Data Exploration and Data Pre-Processing#
Data exploration and pre-processing are the first steps in any machine learning pipeline. Data exploration refers to visualizing and understanding our data sets before we start applying any machine learning algorithm. Data-preprocessing is the steps we perform to prepare and standardize data sets to be fed into machine learning algorithms.
Data Exploration#
An important step in applying machine learning methods is data exploration. This typically consists of exploring the distributions of the different variables in our data sets before we start trying out different machine learning models.
We want to ask questions like:
Are the variables normally or log-normally distributed?
Are the distributions highly skewed?
Are some of the variables strongly correlated with one another?
Do we have missing values or outliers in our data sets?
If the variables are categorical (i.e. divided up into different classes), how many different classes are represented in our data sets?
Are the classes relatively balanced (i.e. do we have a similar number of samples for each class?), or are they imbalanced (do some classes have a lot of samples and some have very few?)
What order of magnitude are the variables in our data sets?
Are variables strongly spatially or temporally correlated?
All of these are important questions to understand because they can affect the performance of our machine learning algorithms and lead to biased or unexpected results when we apply algorithms.

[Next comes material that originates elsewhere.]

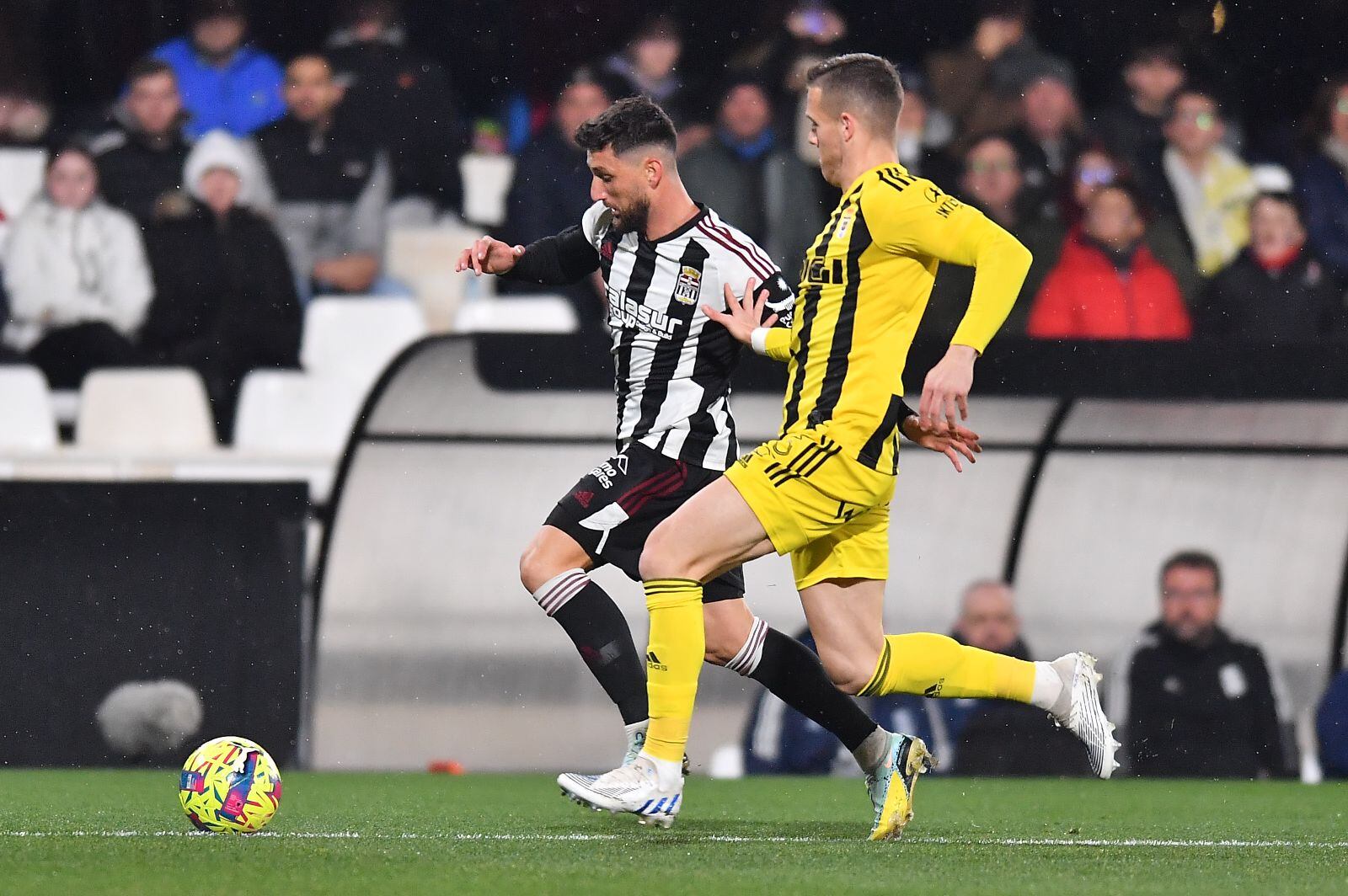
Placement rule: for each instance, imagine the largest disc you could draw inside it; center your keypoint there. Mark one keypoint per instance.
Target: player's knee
(847, 675)
(658, 557)
(536, 569)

Taking time to first explore and understand these types of questions can inform what methods we will use to preprocess the data sets, which algorithms might be the most appropriate for our problem, and save time later.
Data Pre-processing#
Typically, we will devote at least 80% of the time we spend on a machine learning project to preparing and managing the data sets. Once the data set is prepared, we can then try out (or benchmark) a number of different algorithms. Data preprocessing refers to analyzing, filtering, transforming, and encoding data such that it is ready to pass to the machine learning algorithm.